A locality name is going to provide the relation between a site and the actual collection area through a distance and azimuth. All of the sites which we use as prospective identifiers are from the Geographic Names Information System, these names have undergone standardization, and general cleaning up to better reflect currently acceptable naming practices (i.e. misogynistic and racist names have largely - if not entirely - been removed). Using GNIS allows for places to be unambiguously related to each other. While I hate saying that a collection site is XX km from a river at 121 degrees, because well - just think about it, that seems to be what people want.
Retrieve Nearest GNIS place name, and azimuth from it.
data <- site_writer(data, path = p)
Site characteristics
BarnebyLives acquires a range of characteristics which are useful to describe the physical environment, these are: elevation (both meters and feet), slope, aspect, surficial geology, and geomorphons.
While most of BarnebyLives is dedicated towards addressing the peeves of curators with too much time on their hands, this module is for me. What I generally see, if people even both to describe the site at all, is that they are laser focused on a tiny micro-environment that they collected the individual plant in - not the characteristics of the population or even the general area of the population they are seeing. I don’t dislike these notes, in fact I find them of the utmost value. However, even those inclusions exist within a broader context, which is doing much habitat filtering in and of itself, and without this relation the obscurity of these certain habitats can be lost.

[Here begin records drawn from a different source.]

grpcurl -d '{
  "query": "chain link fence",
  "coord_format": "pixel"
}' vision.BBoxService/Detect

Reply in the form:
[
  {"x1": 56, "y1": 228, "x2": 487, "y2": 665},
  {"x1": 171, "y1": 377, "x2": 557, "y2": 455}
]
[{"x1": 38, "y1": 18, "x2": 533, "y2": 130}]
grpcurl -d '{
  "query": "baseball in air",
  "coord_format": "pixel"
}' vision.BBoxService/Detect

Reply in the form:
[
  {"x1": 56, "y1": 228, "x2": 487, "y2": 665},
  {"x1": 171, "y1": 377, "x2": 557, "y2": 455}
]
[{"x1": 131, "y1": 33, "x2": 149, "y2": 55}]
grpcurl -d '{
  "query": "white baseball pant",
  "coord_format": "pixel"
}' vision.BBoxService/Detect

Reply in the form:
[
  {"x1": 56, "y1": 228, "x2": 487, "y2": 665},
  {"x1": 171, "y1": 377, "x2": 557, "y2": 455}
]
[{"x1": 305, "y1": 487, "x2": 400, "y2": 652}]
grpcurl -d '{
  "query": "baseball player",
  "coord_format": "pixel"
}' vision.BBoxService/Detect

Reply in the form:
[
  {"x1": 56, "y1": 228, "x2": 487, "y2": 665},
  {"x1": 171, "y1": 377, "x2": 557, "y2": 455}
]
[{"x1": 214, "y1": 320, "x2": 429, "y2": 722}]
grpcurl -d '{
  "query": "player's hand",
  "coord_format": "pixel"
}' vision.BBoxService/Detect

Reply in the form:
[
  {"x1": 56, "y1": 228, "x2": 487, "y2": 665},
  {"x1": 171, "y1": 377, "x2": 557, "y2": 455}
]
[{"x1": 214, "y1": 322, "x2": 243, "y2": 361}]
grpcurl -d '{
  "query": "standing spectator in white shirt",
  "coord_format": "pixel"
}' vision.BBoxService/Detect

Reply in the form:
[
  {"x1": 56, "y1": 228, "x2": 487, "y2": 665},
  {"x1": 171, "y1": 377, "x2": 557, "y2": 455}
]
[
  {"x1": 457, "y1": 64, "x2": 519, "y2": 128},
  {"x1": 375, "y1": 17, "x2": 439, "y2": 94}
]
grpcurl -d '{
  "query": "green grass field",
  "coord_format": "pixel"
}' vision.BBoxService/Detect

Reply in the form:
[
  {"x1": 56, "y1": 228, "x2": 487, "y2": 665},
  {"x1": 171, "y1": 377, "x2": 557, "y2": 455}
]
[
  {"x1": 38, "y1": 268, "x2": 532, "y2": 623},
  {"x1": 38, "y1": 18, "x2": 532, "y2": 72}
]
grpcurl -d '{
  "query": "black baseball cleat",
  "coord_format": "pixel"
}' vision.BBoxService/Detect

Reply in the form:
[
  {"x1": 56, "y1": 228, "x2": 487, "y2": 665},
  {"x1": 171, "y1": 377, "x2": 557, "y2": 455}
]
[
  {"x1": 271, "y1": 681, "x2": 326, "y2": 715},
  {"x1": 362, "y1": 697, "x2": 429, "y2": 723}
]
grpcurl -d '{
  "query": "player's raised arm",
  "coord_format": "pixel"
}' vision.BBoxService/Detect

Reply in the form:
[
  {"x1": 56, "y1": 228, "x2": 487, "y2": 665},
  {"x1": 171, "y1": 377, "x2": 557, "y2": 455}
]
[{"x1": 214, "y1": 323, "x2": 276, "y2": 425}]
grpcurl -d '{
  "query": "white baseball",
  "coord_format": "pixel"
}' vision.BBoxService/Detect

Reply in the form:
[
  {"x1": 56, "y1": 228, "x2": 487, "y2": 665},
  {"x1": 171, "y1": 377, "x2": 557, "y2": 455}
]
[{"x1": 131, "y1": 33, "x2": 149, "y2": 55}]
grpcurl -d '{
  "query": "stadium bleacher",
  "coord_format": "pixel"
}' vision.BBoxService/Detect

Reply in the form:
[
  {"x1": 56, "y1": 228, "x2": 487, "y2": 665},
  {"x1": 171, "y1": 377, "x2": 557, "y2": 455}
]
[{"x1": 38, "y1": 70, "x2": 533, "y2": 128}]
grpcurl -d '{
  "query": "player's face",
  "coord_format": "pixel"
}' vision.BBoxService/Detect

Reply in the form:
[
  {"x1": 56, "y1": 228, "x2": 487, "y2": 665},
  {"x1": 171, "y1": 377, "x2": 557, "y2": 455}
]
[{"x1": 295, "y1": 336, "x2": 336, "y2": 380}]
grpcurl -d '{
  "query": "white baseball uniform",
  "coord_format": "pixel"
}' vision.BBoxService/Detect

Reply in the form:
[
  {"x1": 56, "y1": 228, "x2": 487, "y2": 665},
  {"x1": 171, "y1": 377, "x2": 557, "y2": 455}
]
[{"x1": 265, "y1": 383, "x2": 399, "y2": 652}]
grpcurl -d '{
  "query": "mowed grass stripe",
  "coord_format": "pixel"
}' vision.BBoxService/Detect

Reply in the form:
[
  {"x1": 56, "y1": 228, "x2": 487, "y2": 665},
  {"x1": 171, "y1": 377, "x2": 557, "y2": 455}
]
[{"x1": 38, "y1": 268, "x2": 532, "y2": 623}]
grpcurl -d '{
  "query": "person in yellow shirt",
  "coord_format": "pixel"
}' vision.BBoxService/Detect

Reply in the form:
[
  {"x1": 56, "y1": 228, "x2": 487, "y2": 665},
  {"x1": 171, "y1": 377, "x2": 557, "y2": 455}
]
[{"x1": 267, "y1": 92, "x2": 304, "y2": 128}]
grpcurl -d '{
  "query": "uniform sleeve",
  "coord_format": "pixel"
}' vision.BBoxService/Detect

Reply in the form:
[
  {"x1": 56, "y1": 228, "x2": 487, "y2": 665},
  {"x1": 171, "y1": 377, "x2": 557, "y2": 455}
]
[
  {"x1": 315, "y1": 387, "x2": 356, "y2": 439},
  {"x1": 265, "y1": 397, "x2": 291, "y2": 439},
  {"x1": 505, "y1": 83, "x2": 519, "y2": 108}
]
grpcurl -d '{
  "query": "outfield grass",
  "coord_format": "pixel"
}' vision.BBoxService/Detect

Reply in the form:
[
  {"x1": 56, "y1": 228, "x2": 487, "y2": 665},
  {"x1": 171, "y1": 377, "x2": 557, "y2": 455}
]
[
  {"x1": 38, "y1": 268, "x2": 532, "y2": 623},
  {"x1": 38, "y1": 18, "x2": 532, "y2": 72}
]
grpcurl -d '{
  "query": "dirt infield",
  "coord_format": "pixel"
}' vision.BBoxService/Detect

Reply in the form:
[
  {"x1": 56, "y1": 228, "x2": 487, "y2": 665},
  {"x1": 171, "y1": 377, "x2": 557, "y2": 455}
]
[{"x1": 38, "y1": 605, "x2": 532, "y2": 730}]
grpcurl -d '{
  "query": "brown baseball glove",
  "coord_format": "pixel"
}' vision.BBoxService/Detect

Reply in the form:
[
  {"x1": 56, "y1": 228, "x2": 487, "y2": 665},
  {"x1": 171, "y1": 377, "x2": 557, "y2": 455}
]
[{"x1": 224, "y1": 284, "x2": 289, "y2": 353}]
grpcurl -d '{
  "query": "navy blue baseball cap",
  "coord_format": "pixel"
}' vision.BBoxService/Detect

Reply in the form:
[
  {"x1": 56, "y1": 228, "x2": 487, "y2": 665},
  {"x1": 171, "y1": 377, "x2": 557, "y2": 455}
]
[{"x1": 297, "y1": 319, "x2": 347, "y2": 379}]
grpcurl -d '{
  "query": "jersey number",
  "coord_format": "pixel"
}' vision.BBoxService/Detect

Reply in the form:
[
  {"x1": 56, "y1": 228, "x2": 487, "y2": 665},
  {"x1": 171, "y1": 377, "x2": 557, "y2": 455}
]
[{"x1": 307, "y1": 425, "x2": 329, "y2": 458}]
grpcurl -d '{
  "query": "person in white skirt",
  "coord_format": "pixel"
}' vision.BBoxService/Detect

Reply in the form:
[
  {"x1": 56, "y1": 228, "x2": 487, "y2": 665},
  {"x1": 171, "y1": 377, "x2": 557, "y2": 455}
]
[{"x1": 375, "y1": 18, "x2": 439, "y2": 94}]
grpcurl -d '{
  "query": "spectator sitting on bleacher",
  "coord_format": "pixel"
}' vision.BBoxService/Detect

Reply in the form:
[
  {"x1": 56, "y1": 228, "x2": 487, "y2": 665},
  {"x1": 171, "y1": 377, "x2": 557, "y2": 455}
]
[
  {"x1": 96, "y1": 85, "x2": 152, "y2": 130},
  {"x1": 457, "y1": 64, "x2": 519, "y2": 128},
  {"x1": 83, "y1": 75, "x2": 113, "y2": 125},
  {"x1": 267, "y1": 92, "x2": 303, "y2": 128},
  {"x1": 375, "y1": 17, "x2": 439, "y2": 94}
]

Here are some details on some of the data sets which we are using. All elevation data come from DEM90, as the name implies this data set is at roughly 90 meters of roughly in the X and Y dimensions. This product is then used to derive both slope (in degrees) and aspect (in degrees) information. Slope conveys the change in elevation between adjacent cells, while aspect discusses which way water would flow downslope. An aspect of East states that water would flow downslope to the east. Surficial geology data are acquired from the United States Geological Survey, it works very well for characterizing major geology types in an area, although you may be on a minor inclusion within that material. Geomorphons are a bit more peculiar, they may refer to several things, but here they refer to 10 standardized landform positions Geomorpho90m, which are useful for characterizing landform position. These are useful for spatial ecology and describe where on the landscape the population was broadly located. Generally ‘Valleys’ tend to eat up more land cover than they should, often extending up into alluvial fans, but I find them very useful for describing roughly where on the landscape the population is.
data <- physical_grabber(data, path = p)
Taxonomic
BarnebyLives performs multiple operations related to taxonomy and nomenclature. The function spell_check(), will attempt to determine whether the supplied binomial scientific name, and family are spelled correctly and offer suggestions if they are not.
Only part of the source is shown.